Consumers, wider reforms & ownership
Empowering consumers
We want to return trust to the sector, ensure consumers are protected and provide confidence in the delivery of water company investments. We recommend:
- Strengthening the consumer voice through a consumer champion ombudsman with the legal power to resolve disputes, bringing water into line with other sectors.
- Improving monitoring and regulatory oversight of delivery, including by ending Operator Self-Monitoring (OSM) and replacing it with a more robust system that includes third-party verification.
- Reforming water charges to make them fairer through mandatory smart metering and new tariffs that replace standing charges with an innovative alternative linked to the volume and timing of household water consumption, promoting more sustainable usage while protecting households with legitimate requirements for high water use.
Wider reforms
Effective management of the water system involves different stakeholders; many of whom currently take no responsibility for the harm they cause. Failure to control pollution at source means the remediation costs are chiefly borne by water billpayers. Likewise, the failure to manage run-off increases pressure on wastewater infrastructure. Pressures on water supplies from population growth and climate change are exacerbated by inadequate water efficiency standards for new housing developments. To ensure all sectors contribute their fair share toward sustainable water management, we recommend:
- The UK and Welsh governments introduce a control at source principle for harmful substances – including a ban on the manufacture and sale of non-essential uses of PFAS, and of mercury in dental amalgam – and an extended producer responsibility scheme to pay for advanced ‘fourth-stage’ sewage treatment to match European treatment standards.
- Defra should immediately begin work on a National Rainwater Management Strategy to inform its approach to catchment management in urban areas.
- The UK government should implement changes to the planning system and building regulations in England to unlock economic growth by speeding up construction of major infrastructure and improve water efficiency, creating headroom for new commercial development such as AI data centres.
Ownership models
As an industry body, our experience is that there are some differences produced by different ownership models (for example on public perception of trust, readiness of access to debt markets, or the ‘push’ on management teams by equity owners). However, these differences are (i) typically small in comparison to other issues raised in this submission, and; (ii) act in different directions such that each model has various advantages and disadvantages. Our experience is that performance ultimately rests on a clear direction set by government; good quality regulation; and access to sources of investment (which some countries have told us they find harder under a publicly-owned model). These three factors are among the most significant influences on outcomes.
The reality is that every water utility in Europe faces similar challenges, regardless of ownership, from climate change, aging assets, higher environmental and drinking water targets, changing public expectations, new technology, emerging pollutants and shifts in the way businesses use water.

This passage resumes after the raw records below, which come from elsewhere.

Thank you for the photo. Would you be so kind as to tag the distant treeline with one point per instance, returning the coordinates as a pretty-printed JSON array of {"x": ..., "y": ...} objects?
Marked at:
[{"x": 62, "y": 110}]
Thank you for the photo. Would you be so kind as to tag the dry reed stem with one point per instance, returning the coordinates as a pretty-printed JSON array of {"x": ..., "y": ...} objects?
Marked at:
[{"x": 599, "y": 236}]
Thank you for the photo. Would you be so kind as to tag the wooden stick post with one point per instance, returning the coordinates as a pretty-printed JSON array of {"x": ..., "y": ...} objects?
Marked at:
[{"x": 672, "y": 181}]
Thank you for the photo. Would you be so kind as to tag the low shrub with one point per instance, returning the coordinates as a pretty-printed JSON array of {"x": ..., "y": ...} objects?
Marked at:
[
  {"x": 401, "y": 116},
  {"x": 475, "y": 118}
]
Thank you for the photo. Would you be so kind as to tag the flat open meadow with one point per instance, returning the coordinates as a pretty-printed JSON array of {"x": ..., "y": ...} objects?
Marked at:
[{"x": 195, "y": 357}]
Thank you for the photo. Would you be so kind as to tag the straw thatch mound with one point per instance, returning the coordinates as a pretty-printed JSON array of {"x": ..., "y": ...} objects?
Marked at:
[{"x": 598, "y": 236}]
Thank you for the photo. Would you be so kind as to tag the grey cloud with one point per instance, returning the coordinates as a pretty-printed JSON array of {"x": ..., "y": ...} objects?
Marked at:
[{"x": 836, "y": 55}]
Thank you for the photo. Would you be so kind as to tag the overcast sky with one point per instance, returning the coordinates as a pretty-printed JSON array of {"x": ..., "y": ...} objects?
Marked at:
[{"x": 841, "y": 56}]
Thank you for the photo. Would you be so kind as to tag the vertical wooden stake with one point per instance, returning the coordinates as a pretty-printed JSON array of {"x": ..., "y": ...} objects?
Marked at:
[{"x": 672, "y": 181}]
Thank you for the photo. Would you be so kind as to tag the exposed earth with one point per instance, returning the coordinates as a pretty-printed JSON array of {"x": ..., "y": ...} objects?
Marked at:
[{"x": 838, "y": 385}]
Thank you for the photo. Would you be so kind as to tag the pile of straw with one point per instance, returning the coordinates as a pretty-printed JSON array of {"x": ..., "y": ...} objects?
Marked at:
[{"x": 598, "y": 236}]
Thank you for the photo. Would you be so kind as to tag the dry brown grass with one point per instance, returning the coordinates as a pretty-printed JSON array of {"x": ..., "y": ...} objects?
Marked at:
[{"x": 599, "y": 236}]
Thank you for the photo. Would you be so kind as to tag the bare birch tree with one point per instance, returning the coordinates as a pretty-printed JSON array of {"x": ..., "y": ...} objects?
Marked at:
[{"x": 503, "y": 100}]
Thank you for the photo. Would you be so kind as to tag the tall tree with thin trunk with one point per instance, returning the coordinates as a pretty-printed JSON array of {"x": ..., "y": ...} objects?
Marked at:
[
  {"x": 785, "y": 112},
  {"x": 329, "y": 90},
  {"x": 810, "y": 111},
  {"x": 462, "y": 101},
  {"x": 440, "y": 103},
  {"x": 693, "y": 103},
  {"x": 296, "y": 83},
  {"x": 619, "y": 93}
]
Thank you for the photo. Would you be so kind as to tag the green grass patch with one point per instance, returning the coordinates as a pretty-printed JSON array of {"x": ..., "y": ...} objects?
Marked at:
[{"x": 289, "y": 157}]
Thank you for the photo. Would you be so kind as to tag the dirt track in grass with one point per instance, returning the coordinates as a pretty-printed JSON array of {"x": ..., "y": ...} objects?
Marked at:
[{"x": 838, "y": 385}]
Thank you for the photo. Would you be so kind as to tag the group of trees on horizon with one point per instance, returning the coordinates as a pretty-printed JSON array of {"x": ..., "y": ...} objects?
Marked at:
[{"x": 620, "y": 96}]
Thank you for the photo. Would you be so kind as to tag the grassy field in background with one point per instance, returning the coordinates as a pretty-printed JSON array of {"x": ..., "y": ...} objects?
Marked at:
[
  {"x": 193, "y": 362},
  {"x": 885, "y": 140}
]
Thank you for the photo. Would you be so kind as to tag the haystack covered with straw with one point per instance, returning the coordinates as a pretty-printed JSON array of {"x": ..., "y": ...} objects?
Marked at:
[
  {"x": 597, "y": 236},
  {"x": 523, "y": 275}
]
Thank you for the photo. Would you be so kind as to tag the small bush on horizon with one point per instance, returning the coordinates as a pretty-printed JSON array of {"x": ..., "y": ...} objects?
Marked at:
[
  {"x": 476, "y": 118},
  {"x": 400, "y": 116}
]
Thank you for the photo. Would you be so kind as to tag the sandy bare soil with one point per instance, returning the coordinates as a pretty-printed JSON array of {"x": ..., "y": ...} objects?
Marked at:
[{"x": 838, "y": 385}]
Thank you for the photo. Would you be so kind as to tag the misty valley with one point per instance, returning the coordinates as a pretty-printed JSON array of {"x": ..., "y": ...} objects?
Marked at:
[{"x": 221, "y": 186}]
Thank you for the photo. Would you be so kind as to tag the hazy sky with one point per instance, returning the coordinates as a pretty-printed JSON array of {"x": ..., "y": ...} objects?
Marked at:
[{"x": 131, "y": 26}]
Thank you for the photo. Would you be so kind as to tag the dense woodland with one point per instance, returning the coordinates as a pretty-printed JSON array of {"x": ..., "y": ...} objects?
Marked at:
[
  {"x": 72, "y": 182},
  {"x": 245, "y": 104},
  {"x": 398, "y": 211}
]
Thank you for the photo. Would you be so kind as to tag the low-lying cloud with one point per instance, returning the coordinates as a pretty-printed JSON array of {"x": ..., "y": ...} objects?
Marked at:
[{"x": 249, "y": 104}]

While there are no clear benefits to changing the ownership models of either Wales or England, there are obvious costs. Those costs and disbenefits are even more serious when investment is increasing sharply (and over £12 billion of new equity is required). We are therefore strongly of the view that focussing on ownership models is to miss the point of what really makes a difference for customers, society and the environment; we are opposed to this changing.